IMF Urge Zimbabwe To Improve Integrity


The International Monetary Fund or IMF says that Zimbabwe needs to intensify reform and meaningfully improve transparency. These will boost the country’s integrity as the government faces growing criticism about its dedication to delivering economic and political change.
 
President Emmerson Mnangagwa of Zimbabwe
Source: enca.com
President Emmerson Mnangagwa and senior officials say they are doing their best to lay the foundations for future growth and blame Western sanctions for hampering recovery and deterring investment.
  
But the opponents say of the government are saying he is reverting to the authoritarian tendencies seen under former leader Robert Mugabe, who died early this month. They also criticise Mnangagwa for presiding over soaring prices and shortages of foreign currency and fuel price hike that have sparked anger among a restive population.

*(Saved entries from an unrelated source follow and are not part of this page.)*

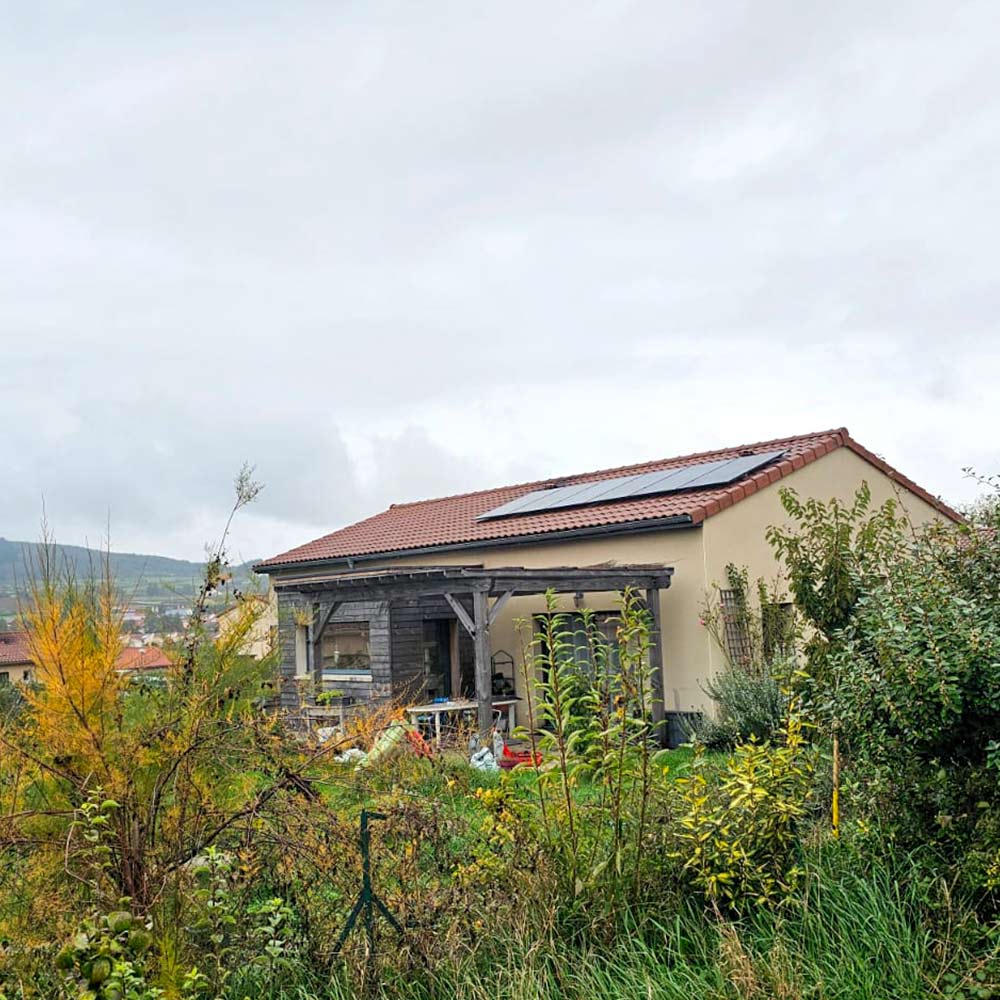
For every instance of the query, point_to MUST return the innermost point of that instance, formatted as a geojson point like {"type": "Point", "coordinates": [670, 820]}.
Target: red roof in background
{"type": "Point", "coordinates": [452, 520]}
{"type": "Point", "coordinates": [14, 648]}
{"type": "Point", "coordinates": [142, 658]}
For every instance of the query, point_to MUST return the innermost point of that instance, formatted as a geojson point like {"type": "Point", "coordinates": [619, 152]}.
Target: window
{"type": "Point", "coordinates": [777, 624]}
{"type": "Point", "coordinates": [736, 627]}
{"type": "Point", "coordinates": [345, 647]}
{"type": "Point", "coordinates": [301, 651]}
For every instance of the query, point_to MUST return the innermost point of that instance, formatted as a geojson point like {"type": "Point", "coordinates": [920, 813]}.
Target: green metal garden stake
{"type": "Point", "coordinates": [367, 899]}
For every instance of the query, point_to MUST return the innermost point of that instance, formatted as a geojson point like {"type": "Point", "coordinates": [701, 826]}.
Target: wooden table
{"type": "Point", "coordinates": [439, 708]}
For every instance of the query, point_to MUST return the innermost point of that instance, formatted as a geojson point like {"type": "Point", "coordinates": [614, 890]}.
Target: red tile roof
{"type": "Point", "coordinates": [14, 648]}
{"type": "Point", "coordinates": [452, 520]}
{"type": "Point", "coordinates": [142, 658]}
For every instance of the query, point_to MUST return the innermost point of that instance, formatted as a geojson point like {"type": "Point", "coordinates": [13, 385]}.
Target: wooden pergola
{"type": "Point", "coordinates": [489, 590]}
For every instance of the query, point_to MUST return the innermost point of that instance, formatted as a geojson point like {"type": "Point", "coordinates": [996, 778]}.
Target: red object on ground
{"type": "Point", "coordinates": [420, 746]}
{"type": "Point", "coordinates": [511, 758]}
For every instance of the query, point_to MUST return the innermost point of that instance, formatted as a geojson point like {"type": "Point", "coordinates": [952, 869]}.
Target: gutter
{"type": "Point", "coordinates": [625, 528]}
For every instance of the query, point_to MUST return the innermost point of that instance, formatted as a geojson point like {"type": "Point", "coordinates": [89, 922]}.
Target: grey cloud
{"type": "Point", "coordinates": [388, 251]}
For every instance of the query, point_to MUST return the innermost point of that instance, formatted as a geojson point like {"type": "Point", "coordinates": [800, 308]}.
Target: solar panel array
{"type": "Point", "coordinates": [703, 475]}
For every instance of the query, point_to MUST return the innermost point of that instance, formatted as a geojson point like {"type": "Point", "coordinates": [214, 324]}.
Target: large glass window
{"type": "Point", "coordinates": [345, 647]}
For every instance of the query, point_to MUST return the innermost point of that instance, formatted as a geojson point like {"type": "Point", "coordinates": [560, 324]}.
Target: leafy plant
{"type": "Point", "coordinates": [738, 834]}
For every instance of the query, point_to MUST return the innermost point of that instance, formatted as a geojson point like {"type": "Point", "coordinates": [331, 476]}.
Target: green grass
{"type": "Point", "coordinates": [856, 935]}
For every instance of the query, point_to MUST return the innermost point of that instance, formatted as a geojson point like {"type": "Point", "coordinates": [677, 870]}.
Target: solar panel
{"type": "Point", "coordinates": [702, 475]}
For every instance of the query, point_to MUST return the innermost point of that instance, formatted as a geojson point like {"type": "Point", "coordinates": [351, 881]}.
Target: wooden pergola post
{"type": "Point", "coordinates": [656, 662]}
{"type": "Point", "coordinates": [484, 674]}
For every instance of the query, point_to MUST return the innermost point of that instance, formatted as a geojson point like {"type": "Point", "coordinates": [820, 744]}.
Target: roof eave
{"type": "Point", "coordinates": [537, 538]}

 The IMF said in a statement, after visiting Harare this month that it will review progress on a staff-monitored programme.

 This programme doesn’t involve any IMF loans, but the Zimbabwean government hopes it can help unlock future lending from countries in the G7 group of world powers.

The IMF added: “The key challenge is to contain fiscal spending consistent with non-inflationary financing and tighten monetary policy to stabilise the exchange rate and start rebuilding confidence in the national currency.”

The FT report said payouts to Sakunda, a fuel company owned by an ally of Mnangagwa, were equivalent to the central bank printing money.

A source with knowledge of the Sakunda transactions told Reuters the IMF had raised a red flag over the central bank’s preferential treatment of $366 million of Treasury bills issued to Sakunda in January.

Zimbabwe, which adopted the U.S. dollar as legal tender in 2009, launched a transitional currency in February and converted all its domestic foreign-currency debt to local currency at a ratio of 1:1. But Sakunda’s bills remained denominated in U.S. dollars, the source added.